Interface IDataSampler
- Namespace
- AiDotNet.Interfaces
- Assembly
- AiDotNet.dll
Defines the contract for sampling indices from a dataset during batch iteration.
public interface IDataSampler
Remarks
Data samplers control how samples are selected for each epoch of training. Different sampling strategies can improve training convergence and handle imbalanced datasets.
For Beginners: A sampler decides which data points to include in each batch and in what order. The default is random sampling, but you might want:
- Stratified sampling: Ensures each class is represented proportionally in every batch
- Weighted sampling: Gives more weight to underrepresented or important samples
- Curriculum learning: Starts with easy examples and gradually increases difficulty
Example usage:
// Use weighted sampling to handle class imbalance
var sampler = new WeightedSampler<float>(weights);
foreach (var batch in dataLoader.GetBatches(sampler: sampler))
{
model.TrainOnBatch(batch);
}
Properties
Length
Gets the total number of samples this sampler will produce per epoch.
int Length { get; }
Property Value
Remarks
This may differ from the dataset size for oversampling or undersampling strategies.
Methods
GetIndices()
Returns an enumerable of indices for one epoch of sampling.

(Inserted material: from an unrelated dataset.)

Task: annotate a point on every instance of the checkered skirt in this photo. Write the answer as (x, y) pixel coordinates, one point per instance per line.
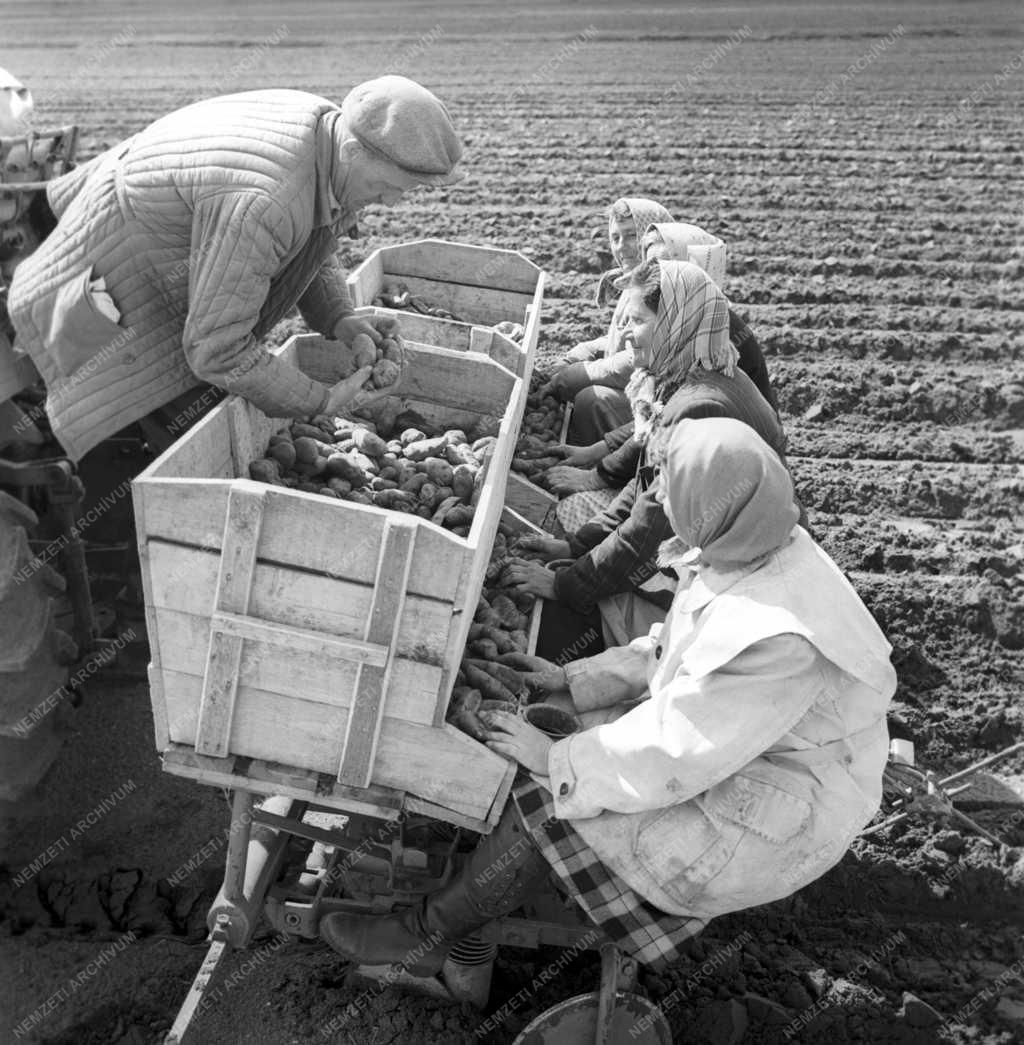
(648, 934)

IEnumerable<int> GetIndices()
Returns
- IEnumerable<int>
An enumerable of sample indices in the order they should be processed.
Remarks
Each call to this method starts a new epoch. The returned indices determine which samples are included and in what order.
For Beginners: This method provides the "shopping list" of data points to include in this round of training. The order matters for learning!
OnEpochStart(int)
Called at the start of each epoch to allow the sampler to adjust its behavior.
void OnEpochStart(int epoch)
Parameters
epochintThe current epoch number (0-based).
Remarks
This method allows samplers to implement epoch-dependent behavior such as: - Curriculum learning: adjusting difficulty thresholds as training progresses - Self-paced learning: updating sample inclusion thresholds - Active learning: refreshing uncertainty estimates
For Beginners: Some sampling strategies change over time. For example, curriculum learning starts with easy examples and gradually adds harder ones. This method tells the sampler "we're starting epoch N" so it can adjust accordingly.
SetSeed(int)
Sets the random seed for reproducible sampling.
void SetSeed(int seed)
Parameters
seedintThe random seed value.
Remarks
Setting a seed ensures the same sampling order is produced each time, which is important for reproducibility and debugging.